Introduction

A side orifice refers to a type of outlet located on the side of a channel that is commonly used to redirect water flow from the main channel. It is a useful mechanism for managing water levels in canals, controlling floods, and diverting water from irrigation or drainage systems. Side orifices are also employed for various purposes such as chemical distribution in factories and redirecting water flow from dam reservoirs. Side weirs and side orifices are characterized by variable flow with a declining discharge, and they have been widely researched due to their practical applications in environmental engineering and water management (Hussain et al. 2010; Hussain and Haroon 2019; Zaji and Bonakdari 2014). In addition to side orifices, there are several other hydraulic structures used for redirecting water flow. These include sluice gates, weirs, intake structures, spillways, and others.
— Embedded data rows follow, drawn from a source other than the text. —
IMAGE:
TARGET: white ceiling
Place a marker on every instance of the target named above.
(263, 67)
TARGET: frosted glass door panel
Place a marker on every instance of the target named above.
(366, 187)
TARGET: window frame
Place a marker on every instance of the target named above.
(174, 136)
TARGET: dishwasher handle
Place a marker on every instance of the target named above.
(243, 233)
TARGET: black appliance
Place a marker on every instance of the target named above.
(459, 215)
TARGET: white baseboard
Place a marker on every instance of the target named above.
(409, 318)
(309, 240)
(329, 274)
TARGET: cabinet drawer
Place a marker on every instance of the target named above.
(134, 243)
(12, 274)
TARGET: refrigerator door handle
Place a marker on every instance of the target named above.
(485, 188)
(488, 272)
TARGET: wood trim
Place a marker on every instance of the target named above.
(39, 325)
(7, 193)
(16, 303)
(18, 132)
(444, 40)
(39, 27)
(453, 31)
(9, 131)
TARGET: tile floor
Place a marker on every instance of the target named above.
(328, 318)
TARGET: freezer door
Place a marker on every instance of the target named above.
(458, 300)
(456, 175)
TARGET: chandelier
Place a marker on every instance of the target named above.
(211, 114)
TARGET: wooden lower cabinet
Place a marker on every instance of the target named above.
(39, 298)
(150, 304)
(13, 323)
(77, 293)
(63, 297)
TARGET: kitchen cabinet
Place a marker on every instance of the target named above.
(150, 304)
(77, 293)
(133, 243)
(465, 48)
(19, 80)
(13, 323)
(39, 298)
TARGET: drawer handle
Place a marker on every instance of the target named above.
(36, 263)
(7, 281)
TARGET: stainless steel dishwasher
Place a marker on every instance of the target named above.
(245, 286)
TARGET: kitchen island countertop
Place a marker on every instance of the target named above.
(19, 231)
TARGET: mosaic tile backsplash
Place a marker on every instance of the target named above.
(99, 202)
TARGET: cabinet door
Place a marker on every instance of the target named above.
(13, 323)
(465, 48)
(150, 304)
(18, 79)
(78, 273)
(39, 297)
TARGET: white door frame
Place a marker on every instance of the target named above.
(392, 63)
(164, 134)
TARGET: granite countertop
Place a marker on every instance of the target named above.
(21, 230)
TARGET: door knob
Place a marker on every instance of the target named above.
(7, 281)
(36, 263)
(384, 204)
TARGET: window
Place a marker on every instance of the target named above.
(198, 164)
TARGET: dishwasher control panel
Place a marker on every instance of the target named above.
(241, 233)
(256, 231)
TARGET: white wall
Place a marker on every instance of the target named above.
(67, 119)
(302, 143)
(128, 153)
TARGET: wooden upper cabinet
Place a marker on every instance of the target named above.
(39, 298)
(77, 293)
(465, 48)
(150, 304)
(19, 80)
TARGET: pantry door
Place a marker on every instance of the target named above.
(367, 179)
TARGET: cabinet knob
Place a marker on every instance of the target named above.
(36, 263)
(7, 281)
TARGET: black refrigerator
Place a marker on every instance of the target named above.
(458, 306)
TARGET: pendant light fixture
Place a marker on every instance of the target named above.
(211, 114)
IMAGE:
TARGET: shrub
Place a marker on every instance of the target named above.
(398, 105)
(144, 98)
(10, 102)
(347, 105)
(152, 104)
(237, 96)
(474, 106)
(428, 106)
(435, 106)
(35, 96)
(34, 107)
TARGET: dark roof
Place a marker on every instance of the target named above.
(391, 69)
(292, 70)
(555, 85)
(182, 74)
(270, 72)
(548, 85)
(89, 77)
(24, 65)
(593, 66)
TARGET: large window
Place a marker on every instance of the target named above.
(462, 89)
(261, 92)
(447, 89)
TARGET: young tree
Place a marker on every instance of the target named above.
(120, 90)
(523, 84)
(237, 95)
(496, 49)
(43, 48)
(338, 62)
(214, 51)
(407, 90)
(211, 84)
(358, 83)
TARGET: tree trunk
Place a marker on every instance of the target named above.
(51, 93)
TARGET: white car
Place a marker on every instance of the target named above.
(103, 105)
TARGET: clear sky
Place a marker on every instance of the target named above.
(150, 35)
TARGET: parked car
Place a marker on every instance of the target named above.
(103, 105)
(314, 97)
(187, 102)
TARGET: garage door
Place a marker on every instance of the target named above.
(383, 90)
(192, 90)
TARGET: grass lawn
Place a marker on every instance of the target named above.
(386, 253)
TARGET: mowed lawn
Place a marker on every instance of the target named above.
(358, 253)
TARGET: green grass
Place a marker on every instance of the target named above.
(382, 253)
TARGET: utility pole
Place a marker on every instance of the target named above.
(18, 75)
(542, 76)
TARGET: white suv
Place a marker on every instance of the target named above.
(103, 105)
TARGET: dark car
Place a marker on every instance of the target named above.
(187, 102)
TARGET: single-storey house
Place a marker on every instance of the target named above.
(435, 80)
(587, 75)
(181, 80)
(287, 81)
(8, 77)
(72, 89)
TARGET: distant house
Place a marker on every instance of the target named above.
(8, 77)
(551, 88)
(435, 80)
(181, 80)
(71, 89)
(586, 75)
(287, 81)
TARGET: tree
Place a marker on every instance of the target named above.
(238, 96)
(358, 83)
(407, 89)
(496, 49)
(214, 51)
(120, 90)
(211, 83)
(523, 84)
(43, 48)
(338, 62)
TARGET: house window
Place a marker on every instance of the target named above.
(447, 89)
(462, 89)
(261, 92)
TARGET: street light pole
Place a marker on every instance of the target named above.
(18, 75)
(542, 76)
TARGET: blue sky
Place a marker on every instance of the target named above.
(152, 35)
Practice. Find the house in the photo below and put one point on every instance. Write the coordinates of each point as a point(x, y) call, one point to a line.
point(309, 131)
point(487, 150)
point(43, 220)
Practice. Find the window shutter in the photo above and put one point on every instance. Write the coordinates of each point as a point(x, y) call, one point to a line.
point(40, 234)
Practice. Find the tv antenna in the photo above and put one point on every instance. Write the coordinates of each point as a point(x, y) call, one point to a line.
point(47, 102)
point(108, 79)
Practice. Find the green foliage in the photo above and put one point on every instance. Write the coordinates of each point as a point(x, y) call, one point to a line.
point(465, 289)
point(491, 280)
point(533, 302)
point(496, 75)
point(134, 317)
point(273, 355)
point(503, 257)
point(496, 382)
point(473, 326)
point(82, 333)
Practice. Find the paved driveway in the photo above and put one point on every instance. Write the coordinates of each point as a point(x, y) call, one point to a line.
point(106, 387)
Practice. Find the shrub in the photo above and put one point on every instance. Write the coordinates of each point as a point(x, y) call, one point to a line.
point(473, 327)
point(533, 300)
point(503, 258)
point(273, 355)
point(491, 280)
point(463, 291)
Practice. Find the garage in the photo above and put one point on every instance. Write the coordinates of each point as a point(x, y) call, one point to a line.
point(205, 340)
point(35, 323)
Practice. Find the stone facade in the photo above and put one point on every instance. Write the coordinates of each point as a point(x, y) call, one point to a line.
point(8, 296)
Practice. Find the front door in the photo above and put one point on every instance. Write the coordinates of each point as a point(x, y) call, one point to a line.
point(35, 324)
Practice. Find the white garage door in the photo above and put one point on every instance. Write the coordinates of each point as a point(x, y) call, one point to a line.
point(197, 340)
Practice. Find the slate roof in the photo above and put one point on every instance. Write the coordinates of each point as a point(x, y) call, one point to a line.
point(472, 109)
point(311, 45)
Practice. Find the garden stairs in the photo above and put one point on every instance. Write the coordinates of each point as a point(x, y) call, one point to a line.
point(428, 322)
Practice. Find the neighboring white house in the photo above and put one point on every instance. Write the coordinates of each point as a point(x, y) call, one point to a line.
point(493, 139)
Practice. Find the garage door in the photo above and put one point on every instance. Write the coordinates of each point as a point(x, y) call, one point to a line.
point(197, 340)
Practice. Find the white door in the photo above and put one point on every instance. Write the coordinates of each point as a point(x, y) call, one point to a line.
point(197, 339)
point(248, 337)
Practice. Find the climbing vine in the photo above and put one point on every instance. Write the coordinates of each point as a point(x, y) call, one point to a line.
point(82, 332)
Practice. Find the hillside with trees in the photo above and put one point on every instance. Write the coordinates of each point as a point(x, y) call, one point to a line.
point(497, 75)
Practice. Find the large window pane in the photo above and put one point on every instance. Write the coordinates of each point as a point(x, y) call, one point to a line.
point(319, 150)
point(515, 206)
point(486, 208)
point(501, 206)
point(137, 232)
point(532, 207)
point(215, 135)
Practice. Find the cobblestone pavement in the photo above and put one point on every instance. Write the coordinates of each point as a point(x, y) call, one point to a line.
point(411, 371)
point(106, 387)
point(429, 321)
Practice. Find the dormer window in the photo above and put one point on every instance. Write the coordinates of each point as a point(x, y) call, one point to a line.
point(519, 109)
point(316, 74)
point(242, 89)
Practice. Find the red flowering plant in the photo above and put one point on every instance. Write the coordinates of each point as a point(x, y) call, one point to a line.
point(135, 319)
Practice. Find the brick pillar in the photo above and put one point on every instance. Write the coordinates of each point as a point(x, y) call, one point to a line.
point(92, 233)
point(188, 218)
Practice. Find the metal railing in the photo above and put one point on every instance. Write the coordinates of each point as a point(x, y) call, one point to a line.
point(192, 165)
These structures have been studied extensively in the field of hydraulic engineering and have various applications in water management, irrigation, and flood control. Some of the research studies that have investigated these hydraulic structures include Hashid et al. (2015), Hussain et al. (2010, 2011, 2014, 2016), Ramamurthy et al. (1986, 1987), and Shariq et al. (2018). Wastewater treatment plants commonly utilize hydraulic structures such as weirs, sluice gates, and intake structures to distribute incoming flow to parallel processing units like flocculation tanks, sedimentation tanks, and aeration basins. Understanding the science of accurately directing discharge from a channel is crucial in wastewater treatment plants for optimal processing of wastewater (Hussain and Haroon 2019).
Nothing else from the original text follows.